Neuromorphic Chips: a Path Towards Human-level AI

Posted by in categories: computing, neuroscience, robotics/AI

[Figure about depicts a layout, showing two ‘somas’, or circuits that simulate the basic functions of a neuron. The green circles play the role of synapses. From presentation of K.K. Likharev, used with permission.]

One possible layout is shown above. Electronic devices called ‘somas’ play the role of the neuron’s cell body, which is to add up the inputs and fire an output. In neuromorphic hardware, somas may mimic neurons with several different levels of sophistication, depending on what is required for the task at hand. For instance, somas may generate spikes (sequences of pulses) just like neurons in the brain.

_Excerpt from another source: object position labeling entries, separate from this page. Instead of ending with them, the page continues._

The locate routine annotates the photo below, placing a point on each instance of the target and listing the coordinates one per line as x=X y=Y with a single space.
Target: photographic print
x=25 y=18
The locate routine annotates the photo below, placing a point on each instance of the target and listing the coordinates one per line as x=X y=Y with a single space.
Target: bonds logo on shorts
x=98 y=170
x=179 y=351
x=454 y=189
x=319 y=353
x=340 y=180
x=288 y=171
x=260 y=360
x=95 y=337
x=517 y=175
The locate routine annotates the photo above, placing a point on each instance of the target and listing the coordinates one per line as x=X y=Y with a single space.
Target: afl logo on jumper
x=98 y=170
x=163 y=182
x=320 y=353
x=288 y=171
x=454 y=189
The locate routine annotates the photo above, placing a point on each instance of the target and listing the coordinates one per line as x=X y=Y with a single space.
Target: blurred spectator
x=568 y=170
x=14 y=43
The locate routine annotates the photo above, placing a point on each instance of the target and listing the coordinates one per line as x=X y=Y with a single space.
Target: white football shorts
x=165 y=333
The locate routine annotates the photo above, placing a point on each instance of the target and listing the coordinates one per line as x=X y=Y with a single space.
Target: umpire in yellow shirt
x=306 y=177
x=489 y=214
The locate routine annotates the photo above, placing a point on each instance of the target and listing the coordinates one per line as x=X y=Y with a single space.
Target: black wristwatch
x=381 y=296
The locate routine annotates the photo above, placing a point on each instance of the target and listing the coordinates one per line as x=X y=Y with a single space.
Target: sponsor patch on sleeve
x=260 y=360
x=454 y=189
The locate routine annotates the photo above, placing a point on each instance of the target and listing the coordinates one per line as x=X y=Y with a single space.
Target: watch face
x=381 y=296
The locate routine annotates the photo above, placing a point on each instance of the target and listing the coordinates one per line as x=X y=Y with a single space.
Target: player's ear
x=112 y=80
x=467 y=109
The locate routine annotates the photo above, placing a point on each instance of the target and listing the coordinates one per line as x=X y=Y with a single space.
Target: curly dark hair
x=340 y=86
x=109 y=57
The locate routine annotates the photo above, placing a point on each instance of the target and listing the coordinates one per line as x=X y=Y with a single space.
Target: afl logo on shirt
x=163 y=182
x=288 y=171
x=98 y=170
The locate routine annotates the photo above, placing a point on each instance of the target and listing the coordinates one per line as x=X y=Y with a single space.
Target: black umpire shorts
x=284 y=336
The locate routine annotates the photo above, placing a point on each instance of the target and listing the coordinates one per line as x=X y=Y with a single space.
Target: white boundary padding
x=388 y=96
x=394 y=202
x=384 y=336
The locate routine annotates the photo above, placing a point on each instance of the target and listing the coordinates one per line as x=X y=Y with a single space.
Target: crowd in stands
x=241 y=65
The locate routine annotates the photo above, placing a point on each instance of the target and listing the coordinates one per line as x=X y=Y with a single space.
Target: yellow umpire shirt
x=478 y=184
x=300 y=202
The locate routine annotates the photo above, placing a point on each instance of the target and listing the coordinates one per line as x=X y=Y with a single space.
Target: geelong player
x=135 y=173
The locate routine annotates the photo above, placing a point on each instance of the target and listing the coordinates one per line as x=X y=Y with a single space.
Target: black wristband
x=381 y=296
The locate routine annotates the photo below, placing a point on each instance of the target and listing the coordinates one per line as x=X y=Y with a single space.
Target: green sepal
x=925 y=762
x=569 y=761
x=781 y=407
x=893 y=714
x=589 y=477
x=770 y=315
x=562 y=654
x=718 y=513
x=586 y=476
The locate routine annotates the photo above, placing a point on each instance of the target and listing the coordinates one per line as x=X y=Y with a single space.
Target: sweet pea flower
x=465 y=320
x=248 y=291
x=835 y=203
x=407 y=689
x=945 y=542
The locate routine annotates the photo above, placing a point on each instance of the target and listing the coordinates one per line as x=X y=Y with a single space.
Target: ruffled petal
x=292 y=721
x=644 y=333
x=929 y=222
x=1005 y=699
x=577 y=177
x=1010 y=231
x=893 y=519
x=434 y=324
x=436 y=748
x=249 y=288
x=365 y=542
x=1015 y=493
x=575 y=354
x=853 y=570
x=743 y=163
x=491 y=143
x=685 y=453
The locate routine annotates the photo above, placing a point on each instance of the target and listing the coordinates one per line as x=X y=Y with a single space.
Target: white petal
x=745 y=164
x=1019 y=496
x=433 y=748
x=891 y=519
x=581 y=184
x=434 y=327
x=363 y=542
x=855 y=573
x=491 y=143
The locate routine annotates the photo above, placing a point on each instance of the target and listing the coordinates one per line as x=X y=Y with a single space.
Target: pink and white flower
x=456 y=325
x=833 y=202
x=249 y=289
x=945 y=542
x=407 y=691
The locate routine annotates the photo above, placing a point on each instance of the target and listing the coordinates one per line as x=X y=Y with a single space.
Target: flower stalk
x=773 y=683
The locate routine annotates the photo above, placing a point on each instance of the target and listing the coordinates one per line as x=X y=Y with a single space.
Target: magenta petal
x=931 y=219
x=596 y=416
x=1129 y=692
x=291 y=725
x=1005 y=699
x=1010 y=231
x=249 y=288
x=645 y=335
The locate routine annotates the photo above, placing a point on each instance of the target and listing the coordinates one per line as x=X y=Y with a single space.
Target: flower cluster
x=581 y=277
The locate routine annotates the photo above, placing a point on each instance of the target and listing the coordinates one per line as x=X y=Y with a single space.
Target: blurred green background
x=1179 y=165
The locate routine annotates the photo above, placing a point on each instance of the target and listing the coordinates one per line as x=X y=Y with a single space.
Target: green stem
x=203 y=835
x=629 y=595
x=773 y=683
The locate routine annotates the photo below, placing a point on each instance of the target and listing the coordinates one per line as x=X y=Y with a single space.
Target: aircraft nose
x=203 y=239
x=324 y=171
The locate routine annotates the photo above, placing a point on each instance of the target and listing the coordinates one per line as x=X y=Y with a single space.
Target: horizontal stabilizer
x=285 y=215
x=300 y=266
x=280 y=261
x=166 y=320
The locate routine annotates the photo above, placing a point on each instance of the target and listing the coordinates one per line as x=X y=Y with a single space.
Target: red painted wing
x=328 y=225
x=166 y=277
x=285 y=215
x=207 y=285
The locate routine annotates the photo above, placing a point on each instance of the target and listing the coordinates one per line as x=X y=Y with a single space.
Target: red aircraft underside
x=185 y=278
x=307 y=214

There is growing evidence that sequences of spikes in the brain carry more information than just the average firing rate alone, which previously had been considered the most important quantity. Spikes are carried through the two types of neural wires, axons and dendrites, which are represented by the red and blue lines in figure 2. The green circles are connections between these wires that play the role of synapses. Each of these ‘latching switches’ must be able to hold a ‘weight’, which is encoded in either a variable capacitance or variable resistance. In principle, memristors would be an ideal component here, if one could be developed that could be mass produced. Crucially, all of the crossnet architecture can be implemented in traditional silicon-based (“CMOS”-like) technology. Each crossnet (as shown in the figure) is designed so they can be stacked, with additional wires connecting somas on different layers. In this way, neuromorphic crossnet technology can achieve component densities that rival the human brain.

Likarev’s design is still theoretical, but there are already several neuromorphic chips in production, such as IBM’s TrueNorth chip, which features spiking neurons, and Qualcomm’s “Zeroeth” project. NVIDIA is currently making major investments in deep learning hardware, and the next generation of NVIDIA devices dedicated for deep learning will likely look closer to neuromorphic chips than traditional GPUs. Another important player is the startup Nervana systems, which was recently acquired by Intel for $400 million. Many governments are are investing large amounts of money into academic research on neuromorphic chips as well. Prominent examples include the EU’s BrainScaleS project, the UK’s SpiNNaker project, and DARPA’s SyNAPSE program.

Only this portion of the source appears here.